Plants Growing in Moon Soil for the First Time

plants in soil from the moon
A plant grown during the experiment is transferred to a flask for analysis. UF/IFAS/Tyler Jones

NASA may require Artemis astronauts to grow their own crops as they stay permanently on the moon's surface for years to come. Even that should be it. Scientists shared the results of a historic experiment in which they used samples of lunar surface material called regolith to grow plants on Earth. Half a century ago, researchers sowed seeds of the plant Arabidopsis thaliana, related to mustard greens, in small samples of regolith collected on three different Apollo missions.
But while the seeds were sprouting and growing, they were not fully developed.

"Moon soils don't have many of the nutrients needed to support plant growth," Stephen Elardo of the University of Florida said at a news conference Wednesday.

What is Regolith?

The regolith covers almost the entire lunar surface, with bedrock protruding only on very steep-sided crater walls and the occasional lava channel.

The regolith was formed over the last 4.6 billion years from the impact of large and small meteoroids, the constant bombardment of micrometeoroids, and solar and galactic charged particles that shattered the surface rocks. Regolith production by rock erosion can cause fillet build-up around moon rocks.

The impact of micrometeoroids, sometimes traveling faster than 96.000 km/h (60.000 mph), generates enough heat to melt or partially vaporize dust particles. This melting and remelting brings the particles together, welding glassy, ​​jagged-edged agglutinates that resemble tektites found on Earth.

The regolith is generally 4 to 5 m thick in mare areas and 10 to 15 m in old highland areas.[20] Beneath this true regolith is a region of blocky and fractured bedrock created by larger impacts, often referred to as a 'megaregolite'.

The regolith density at the Apollo 15 landing site (26.1322°N 3.6339°E) averages about 30 g/cm1.35 for the upper 3 cm and about 60g/cm1.85 at 3 cm depth.[21]

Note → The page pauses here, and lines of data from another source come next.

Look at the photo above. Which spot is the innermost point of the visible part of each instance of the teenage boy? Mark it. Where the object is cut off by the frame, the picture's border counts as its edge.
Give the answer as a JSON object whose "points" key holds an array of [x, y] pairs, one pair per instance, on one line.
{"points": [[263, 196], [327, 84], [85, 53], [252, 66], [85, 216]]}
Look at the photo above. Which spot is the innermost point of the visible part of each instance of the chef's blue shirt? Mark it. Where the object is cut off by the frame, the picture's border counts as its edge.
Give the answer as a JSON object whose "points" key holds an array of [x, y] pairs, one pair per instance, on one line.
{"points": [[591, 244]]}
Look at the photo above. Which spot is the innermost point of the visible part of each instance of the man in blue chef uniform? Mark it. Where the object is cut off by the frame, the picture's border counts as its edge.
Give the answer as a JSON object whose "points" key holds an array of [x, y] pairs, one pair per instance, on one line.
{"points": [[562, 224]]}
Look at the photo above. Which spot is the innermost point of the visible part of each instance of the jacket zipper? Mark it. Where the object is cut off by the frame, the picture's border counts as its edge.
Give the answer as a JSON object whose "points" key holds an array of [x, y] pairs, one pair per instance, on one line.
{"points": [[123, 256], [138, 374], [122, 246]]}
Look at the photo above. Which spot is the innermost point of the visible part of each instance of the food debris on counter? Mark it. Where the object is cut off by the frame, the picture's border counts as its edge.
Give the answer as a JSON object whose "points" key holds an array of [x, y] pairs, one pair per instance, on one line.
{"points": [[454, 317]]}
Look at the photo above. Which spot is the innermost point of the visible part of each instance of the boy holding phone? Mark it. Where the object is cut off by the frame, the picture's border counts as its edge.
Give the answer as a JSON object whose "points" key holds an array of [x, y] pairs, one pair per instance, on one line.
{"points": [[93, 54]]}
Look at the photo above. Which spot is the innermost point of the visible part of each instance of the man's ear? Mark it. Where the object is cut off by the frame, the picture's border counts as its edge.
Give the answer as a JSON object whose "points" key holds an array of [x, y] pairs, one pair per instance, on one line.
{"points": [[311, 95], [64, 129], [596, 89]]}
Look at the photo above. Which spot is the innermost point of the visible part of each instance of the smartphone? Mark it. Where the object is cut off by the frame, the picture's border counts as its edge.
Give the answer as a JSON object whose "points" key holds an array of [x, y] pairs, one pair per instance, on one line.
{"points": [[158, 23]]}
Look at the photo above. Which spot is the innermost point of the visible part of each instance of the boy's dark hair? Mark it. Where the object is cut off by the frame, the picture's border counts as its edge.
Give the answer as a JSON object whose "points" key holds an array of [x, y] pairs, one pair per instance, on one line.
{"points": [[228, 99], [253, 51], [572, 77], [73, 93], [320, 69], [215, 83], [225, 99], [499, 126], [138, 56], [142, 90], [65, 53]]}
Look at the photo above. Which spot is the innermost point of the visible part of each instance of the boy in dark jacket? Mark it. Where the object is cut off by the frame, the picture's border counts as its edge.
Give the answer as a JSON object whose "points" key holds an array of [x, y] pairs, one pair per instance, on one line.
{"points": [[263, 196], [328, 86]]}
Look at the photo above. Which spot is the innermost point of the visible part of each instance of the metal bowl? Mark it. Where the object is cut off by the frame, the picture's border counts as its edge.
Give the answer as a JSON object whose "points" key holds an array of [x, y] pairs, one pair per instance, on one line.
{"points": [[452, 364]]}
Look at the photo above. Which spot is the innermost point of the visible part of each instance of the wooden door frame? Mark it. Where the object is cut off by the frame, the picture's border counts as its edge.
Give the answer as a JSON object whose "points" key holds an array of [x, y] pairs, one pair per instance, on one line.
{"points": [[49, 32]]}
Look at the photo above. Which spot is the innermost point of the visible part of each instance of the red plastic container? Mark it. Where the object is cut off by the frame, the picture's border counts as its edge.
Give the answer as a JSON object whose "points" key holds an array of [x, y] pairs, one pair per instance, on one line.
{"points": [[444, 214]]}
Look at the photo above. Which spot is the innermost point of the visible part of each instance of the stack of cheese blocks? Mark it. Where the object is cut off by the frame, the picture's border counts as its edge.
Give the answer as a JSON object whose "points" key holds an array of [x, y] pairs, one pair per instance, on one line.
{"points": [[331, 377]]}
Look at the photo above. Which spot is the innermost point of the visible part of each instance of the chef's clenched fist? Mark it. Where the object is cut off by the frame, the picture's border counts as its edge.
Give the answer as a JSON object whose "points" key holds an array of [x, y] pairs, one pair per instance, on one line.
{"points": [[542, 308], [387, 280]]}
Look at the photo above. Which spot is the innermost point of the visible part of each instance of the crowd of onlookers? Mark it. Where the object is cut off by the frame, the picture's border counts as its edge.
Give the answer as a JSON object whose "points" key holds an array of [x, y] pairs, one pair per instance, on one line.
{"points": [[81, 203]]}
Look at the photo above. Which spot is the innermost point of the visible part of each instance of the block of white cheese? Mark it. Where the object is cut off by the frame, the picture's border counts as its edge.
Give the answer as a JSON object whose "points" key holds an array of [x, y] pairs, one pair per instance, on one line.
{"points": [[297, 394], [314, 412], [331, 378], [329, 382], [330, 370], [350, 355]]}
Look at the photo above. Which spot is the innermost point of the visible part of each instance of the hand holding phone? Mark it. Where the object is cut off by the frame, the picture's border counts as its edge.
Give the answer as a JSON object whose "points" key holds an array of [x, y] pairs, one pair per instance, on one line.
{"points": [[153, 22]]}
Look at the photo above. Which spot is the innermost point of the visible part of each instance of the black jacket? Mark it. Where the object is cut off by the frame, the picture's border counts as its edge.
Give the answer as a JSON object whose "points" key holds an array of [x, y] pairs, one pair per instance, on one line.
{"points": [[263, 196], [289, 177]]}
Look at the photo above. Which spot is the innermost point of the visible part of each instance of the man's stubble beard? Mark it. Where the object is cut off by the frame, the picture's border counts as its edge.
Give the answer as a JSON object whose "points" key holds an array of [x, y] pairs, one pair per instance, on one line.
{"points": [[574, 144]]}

The term lunar soil is often used interchangeably with "lunar regolith," but it refers to the finer fraction of regolith that typically consists of grains one centimeter in diameter or smaller.

There are some who argue that the term "soil" is not correct for the Moon because the soil is defined as having organic content, whereas lunar soil has no organic content at all.

However, standard usage among researchers is to ignore this distinction.

“Moon dust” generally refers to even finer materials than lunar soil, the fraction less than 30 micrometers in diameter. The mean chemical composition of the regolith can be estimated from the relative concentration of the elements in the lunar soil.

If we go back to our article;

Elardo presented the research, published Thursday in the journal Communications Biology.

As the plants grew to indicate they were stressed, the team found a way relatively quickly with a little help providing them with light, water and nutrients.
"Two days later they started to sprout," said Paul, a professor of horticultural sciences at the University of Florida. “Everything sprouted. I can't tell you how surprised we were.

Each plant looked the same until about day six.”
By the end of their first week, the plants in the regolith showed slower growth, stunted roots and leaves, and some red spots. Subsequent genetic analyzes would confirm that the foliage was under stress.
Lunar regolith is very fine-grained and dusty, but don't be fooled, because these grains are also sharp-edged. Breathing moon dust can damage the lungs, and these things aren't particularly well suited to plant life.
“Ultimately, we want to use the gene expression data to address how we can improve the stress response of plants – crops in particular – where they can grow in lunar soil and have little impact on their health,” Paul added.

Ferl says growing plants on the moon is key to long-term stays on the moon, helping to provide not only food but also clean air and water for astronauts and other visitors.

"When we go somewhere into space, we always take our agriculture with us," said Ferl of the University of Florida.

“Showing that plants will grow in lunar soil is actually a big step in that direction.”